Wie bei Escape from Tarkov sind die ersten Stunden oder Tage nach einem Wipe immer die spaßigsten. Man hat viele Kontakte, niemand rennt mit unglaublich starker Ausrüstung durch die Gegend und der Reiz, besonders wertvolle Gegenstände zu finden, ist extrem hoch. Außerdem sollte möglichst schon am ersten Spieltag eine kleine provisorische Basis stehen, in der weiterer Loot gelagert werden kann. Im Laufe der Tage lernt man andere Spieler kennen, oft findet man gemeinsame Feinde, besonders wenn man selbst in einer kleinen Gruppe unterwegs ist. Dann wird die Basis so sicher wie möglich gemacht und regelmäßig die Umgebung nach Verstecken anderer Spieler abgesucht. All das und vor allem die Begegnungen mit Fremden, sorgen jedes Mal für ein anderes Spielerlebnis und sind der Grund, warum ich immer mal wieder ein paar Tage in DayZ versinke. 

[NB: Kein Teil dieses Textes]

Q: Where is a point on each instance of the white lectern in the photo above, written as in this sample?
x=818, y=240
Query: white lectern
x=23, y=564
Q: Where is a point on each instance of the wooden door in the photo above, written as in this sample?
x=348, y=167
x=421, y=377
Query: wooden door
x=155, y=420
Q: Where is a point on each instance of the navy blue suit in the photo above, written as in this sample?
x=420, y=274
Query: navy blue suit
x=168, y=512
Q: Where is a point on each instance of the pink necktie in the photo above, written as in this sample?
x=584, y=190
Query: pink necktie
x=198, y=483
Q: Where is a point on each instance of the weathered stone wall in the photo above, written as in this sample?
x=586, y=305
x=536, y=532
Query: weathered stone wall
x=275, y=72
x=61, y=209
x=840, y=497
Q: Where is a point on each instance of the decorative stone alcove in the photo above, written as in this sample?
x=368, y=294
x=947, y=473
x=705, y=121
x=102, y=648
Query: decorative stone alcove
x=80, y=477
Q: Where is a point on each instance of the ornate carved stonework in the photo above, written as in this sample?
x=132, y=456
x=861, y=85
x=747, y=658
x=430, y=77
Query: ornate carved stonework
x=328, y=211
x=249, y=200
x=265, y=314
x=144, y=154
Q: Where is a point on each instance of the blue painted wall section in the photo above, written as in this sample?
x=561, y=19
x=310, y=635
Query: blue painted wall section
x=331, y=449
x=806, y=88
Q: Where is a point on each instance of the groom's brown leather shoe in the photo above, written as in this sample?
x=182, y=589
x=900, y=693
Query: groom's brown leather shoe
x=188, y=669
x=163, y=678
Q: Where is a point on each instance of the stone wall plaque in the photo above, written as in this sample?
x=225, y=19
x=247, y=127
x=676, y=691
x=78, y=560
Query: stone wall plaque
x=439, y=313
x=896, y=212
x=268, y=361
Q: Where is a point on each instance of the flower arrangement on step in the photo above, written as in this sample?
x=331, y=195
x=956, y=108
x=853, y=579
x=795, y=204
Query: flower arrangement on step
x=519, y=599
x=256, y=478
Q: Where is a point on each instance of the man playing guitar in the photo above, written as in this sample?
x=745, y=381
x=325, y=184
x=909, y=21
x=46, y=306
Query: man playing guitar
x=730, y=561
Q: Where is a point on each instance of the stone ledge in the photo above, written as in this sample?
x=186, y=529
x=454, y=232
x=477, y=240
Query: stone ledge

So, da habt ihr sie – meine drei Lieblingsspiele, jedes von Ihnen hat seinen ganz eigenen Charme und Reiz, der mich immer wieder dazu bringt, weitere Stunden zu spielen. Von der düsteren Fantasy-Welt von Elden Ring bis hin zum gnadenlosen Überlebenskampf in Escape from Tarkov und DayZ, sie alle haben einen besonderen Platz in meinem Gamer-Herzen eingenommen. Nun, da ich jetzt die Hosen heruntergelassen habe – welche Spiele begeistern euch am meisten?